Doyet and Jong had gone to Christchurch for the week so I decided to spend my two working from home days in Papakura just to see how the kids were. And of course they were fine; I forget that two of the kids are over 20 and that Chini at 10 has enough vocabulary to solve the Wordle game I left open on my phone. She got the word EPOXY.

Plus, the fridge is groaning with food, and I remember how we were back at my house during the pandemic when we were locked in with our $300 per fortnight food budget. That didn’t include snacks and we rationed those. But it was fine. I had started working out again and I felt physically great so non-essential food wasn’t really tempting at all.

And then ‘normality returned just before Christmas. We started trusting the supermarkets again. We were snacking twice a week again. We thought we could plan fabulous birthdays again (private dining room with a custom menu).

And just like that, we’re standing on the precipice of another Covid wave with omicron. Like WTF (though of course, we all knew this, but still..)

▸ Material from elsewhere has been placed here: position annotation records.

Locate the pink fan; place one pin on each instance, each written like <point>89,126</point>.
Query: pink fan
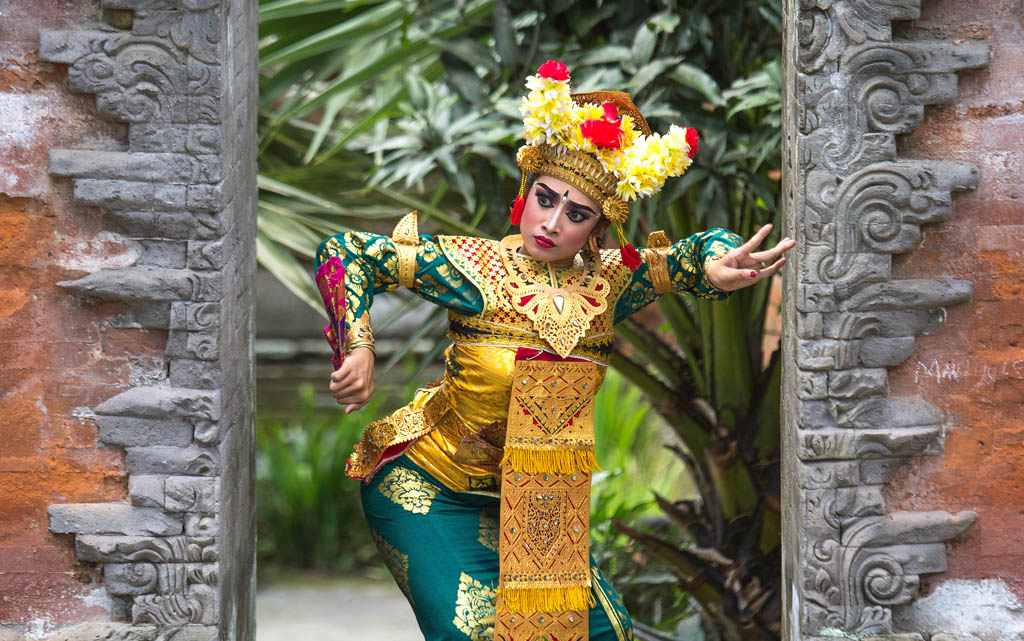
<point>331,283</point>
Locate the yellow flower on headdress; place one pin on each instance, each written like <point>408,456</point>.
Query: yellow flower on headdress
<point>634,161</point>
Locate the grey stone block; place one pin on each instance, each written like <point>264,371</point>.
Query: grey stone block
<point>910,411</point>
<point>207,255</point>
<point>131,166</point>
<point>171,225</point>
<point>866,443</point>
<point>883,352</point>
<point>69,46</point>
<point>197,606</point>
<point>859,383</point>
<point>812,385</point>
<point>138,284</point>
<point>178,461</point>
<point>192,138</point>
<point>202,524</point>
<point>112,518</point>
<point>105,549</point>
<point>160,253</point>
<point>146,489</point>
<point>816,354</point>
<point>192,494</point>
<point>130,579</point>
<point>132,431</point>
<point>902,323</point>
<point>880,471</point>
<point>911,294</point>
<point>153,315</point>
<point>194,633</point>
<point>100,631</point>
<point>129,195</point>
<point>161,402</point>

For a minute there (exacerbated by working on some work-comms when I’m actually on leave), I thought I couldn’t do it all over again. All 4 months of it or longer who knows, no matter how well planned or how well-oiled I made my daily routine to be.

By request from the kids, we had Papa’s Korean chicken for dinner- those crispy, Moorish bites, your palate cleansed with cool, slightly astringent radish cubes. It was only at the end of last year’s lockdown that we were able to have some takeaway food, not that it really mattered enough to line up at the crack of dawn which is so stupid.

But you actually thought, you were finally back to whatever place you were before all this happened; when you felt safe. When you could make plans and make them happen.

But who am I kidding? This is where I am, and I have to adapt fast before it gets the better of me.